Он брел к машине. Невидимые гири глухо бились о тротуар. Только он слышал эти удары, они совпадали с ударами его сердца. Разбитое сердце начальника отдела убийств. Разбитое вдрызг. Гири...
Ему вспомнилась Катина квартира на Фрунзенской. Балконная дверь за зеленой шторой и этот вот спортивный инвентарь... Ему ведь кто-то помогал все это время. Совался не в свое дело. Катя помогала... Катя... Что-то она игнорирует его. Информацию получила, любопытство насытила, и адье. Женская память коротка. Но ведь она тоже в курсе. Она кое-что знает по этому делу, о чем-то она ведь думает!

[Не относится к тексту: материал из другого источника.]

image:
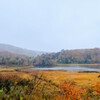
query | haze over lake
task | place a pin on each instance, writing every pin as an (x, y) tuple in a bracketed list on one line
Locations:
[(69, 68)]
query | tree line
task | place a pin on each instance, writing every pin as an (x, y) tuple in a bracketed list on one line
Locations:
[(82, 56)]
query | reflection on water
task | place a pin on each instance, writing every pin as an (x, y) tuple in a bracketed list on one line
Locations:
[(69, 68)]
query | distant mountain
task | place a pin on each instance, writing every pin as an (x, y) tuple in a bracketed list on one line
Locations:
[(78, 56), (17, 50)]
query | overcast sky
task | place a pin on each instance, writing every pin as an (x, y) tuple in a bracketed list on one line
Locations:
[(50, 25)]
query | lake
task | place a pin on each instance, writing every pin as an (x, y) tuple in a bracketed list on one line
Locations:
[(69, 68)]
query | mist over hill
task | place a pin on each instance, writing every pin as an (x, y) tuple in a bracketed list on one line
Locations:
[(17, 50)]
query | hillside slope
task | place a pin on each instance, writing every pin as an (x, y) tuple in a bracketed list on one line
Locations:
[(17, 50)]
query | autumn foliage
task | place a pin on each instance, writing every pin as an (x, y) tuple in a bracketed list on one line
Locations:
[(71, 92)]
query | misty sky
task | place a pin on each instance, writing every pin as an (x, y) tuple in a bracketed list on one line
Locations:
[(50, 25)]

Она...
Колосов повернул ключ зажигания нарочито энергично, чуть не сломал бородку. Вот так, дожили! Как христарадник с протянутой рукой — подкиньте кретину, подкиньте идейку! Но ведь надо же начинать все заново.
Он ехал к Панкратову с тем же чувством, с каким, наверное, Емельян Пугачев ехал на Болото на собственную казнь. Только у Пугачева была персональная клетка и ее дружно волокли битюги. А здесь.., здесь даже по сторонам нельзя было глазеть напоследок: автомобильное движение на том же самом Болоте при въезде на Каменный мост, несмотря на выходной, было ве-есьма интенсивным!
Глава 40
ПОСЛЕДНИЙ ТАНЕЦ САЛОМЕИ
Суббота началась бурно не только для Колосова. В десять утра, когда он звонил в квартиру Арсеньева, Катя названивала Мещерскому по телефону. Вчера вечером после посещения Холодного переулка она двинула прямо на Яузскую набережную.
Приятели по-прежнему обретались там: сидели в креслах и били грустные баклуши. Их реакция на Катино «Я у НЕГО только что была!» напоминала реакцию гоголевских персонажей на знаменитое: «К нам едет ревизор!»
— Ну зачем, зачем ты это сделала?! — скрежетал зубами Кравченко. — Я же просил тебя русским языком. Я САМ. Я...
— Он какой, Кать? — тихо спросил Мещерский. Она секунду подумала.
— Он.., он как сломанное дерево. Помнишь, у нас на даче клен на развилке? Сук еще грозой отломило. Так и он. Пополам переломленный.
— Клен ты мой опавший, клен позеленелый. — Кравченко закурил сигарету, затянулся. Катя воззрилась на него с недоумением: он же никогда не курил!
Мещерский сел рядом с Вадимом, спросил:
— Сравнение точное?
— Черт! Черт вас возьми с вашими аллегориями! Я его видел на сцене — в костюме, морда вся намазана, балахон шикарный, в золоте весь. — Глаза Кравченко сузились от злости. — Царек весь из себя в на воротах. Обо всем рассуждал, мораль читал. Сукин сын!
— А второй, этот Данила?
— Он там ноль, понял? Он просто робот, марионетка — швыряет свое копье в цель заданную. Убивает не он, Сереженька, убивает этот сукин сын, этот Игорюша. Ты ж его голоса не слышал: «Убить эту женщину!» Нет, это не театр, это...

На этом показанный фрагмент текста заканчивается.